The earning capacity of the decedent for five years immediately prior to his death was shown by certified copies of his income tax returns for those years to be the net average of $3,265.42 per annum; and it has been held under a statute similar to our own that living expenses of a decedent are not a deductible item in determining the value of the life expectancy to the decedent. See annotation in 163 A. L. R. 256. The earning capacity *158of a man is what he is capable of earning and is not what he is capable of saving. Edith May Michel v. New England Coal & Coke Co., 132 Conn. 671, 47 A. 2d 187, 171 A. L. R. 1001.

The plaintiff was entitled to recover damages for loss of companionship, protection and society. She was 67 years of age and had a life expectancy of 10.48 years, and their married daughter was 47 years of age and had a life expectancy of 23.65 years. In Gulf Refining Co. v. Miller, 153 Miss. 741, 121 So. 482, the Court held that when it comes to estimating damages for the loss of companionship and society of a decedent “the matter is largely one for a jury, unless the verdict evinces passion and prejudice. This Court must not apply its own judgment, but accept the verdict of the jury. ’ ’ Likewise in the case of Goodyear Yellow Pine Lumber Co. v. Anderson, 171 Miss. 530, 157 So. 700, the Court held that the amount to be recovered for loss of the companionship, protection, and support of a decedent is for the jury.

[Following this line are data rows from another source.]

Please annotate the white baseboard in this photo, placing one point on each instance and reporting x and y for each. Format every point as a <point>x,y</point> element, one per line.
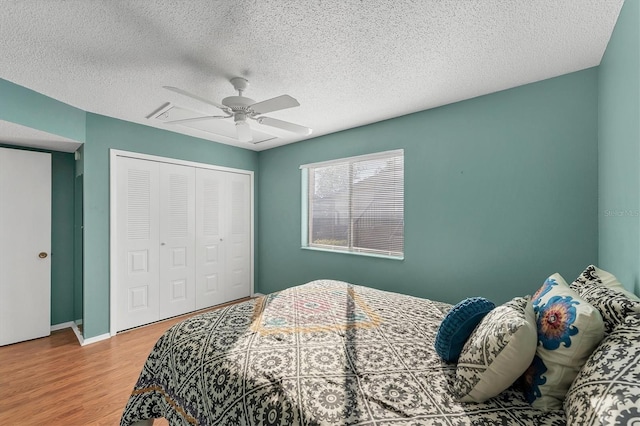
<point>95,339</point>
<point>62,325</point>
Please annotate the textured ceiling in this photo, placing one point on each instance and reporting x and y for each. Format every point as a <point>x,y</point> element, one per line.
<point>348,62</point>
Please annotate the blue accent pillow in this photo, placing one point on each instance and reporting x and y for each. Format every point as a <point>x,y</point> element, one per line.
<point>458,324</point>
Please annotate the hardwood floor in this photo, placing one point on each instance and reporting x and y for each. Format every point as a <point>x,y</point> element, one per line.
<point>55,381</point>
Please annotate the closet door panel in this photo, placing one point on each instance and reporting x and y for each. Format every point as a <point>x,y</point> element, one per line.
<point>137,236</point>
<point>239,233</point>
<point>210,252</point>
<point>177,235</point>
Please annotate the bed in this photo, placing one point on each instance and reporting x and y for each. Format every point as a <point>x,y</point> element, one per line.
<point>326,352</point>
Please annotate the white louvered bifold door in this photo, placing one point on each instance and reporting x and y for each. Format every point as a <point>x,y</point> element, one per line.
<point>177,235</point>
<point>138,242</point>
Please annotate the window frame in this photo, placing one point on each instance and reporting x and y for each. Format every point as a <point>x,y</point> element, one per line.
<point>305,207</point>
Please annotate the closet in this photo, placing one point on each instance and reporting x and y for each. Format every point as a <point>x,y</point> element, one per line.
<point>182,238</point>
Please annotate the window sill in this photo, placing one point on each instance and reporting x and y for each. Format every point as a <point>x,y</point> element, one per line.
<point>355,253</point>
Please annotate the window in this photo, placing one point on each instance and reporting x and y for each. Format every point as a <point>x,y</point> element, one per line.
<point>355,204</point>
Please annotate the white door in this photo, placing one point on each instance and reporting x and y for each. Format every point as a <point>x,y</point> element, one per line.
<point>137,236</point>
<point>238,245</point>
<point>223,237</point>
<point>177,240</point>
<point>210,259</point>
<point>25,244</point>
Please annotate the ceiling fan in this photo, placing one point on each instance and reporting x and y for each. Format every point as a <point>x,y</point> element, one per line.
<point>242,108</point>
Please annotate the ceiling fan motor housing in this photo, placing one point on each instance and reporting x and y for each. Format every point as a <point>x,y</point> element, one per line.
<point>238,103</point>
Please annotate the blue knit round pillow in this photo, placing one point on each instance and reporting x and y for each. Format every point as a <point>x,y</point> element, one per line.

As to the value of the life expectancy of the decedent, the case of Gulf Transport v. Allen, 209 Miss. 206, 46 So. 2d 436, and the cases therein cited do not justify our holding that the verdict in this case is so excessive as to evince bias, passion or prejudice on the part of the jury, and especially when in the verdict there is added to the value of the life expectancy in this case a compensation for loss of companionship, protection and society, the value of which was peculiarly for the determination of the jury. None of the 12 jurors seemed to have thought that the amount awarded as damages to the plaintiff was excessive, and the judgment of the trial court in declining to set the verdict aside as being so excessive as to evince passion and prejudice is entitled to serious consideration at our hands. The jury was instructed as to its authority to consider any negligence on the part of the decedent in mitigation of the damages that it may *159have otherwise thought the plaintiff was entitled to recover. We must assume that the jury gave proper consideration to all of the factors relating to any negligence of. the decedent as compared to that of the defendant.

We have concluded that no error was committed by either the court or the jury that would justify a reversal of the case, and that therefore the judgment appealed from must he affirmed.

Affirmed.

Hall, Kyle, Holmes and Gillespie, JJ., concur.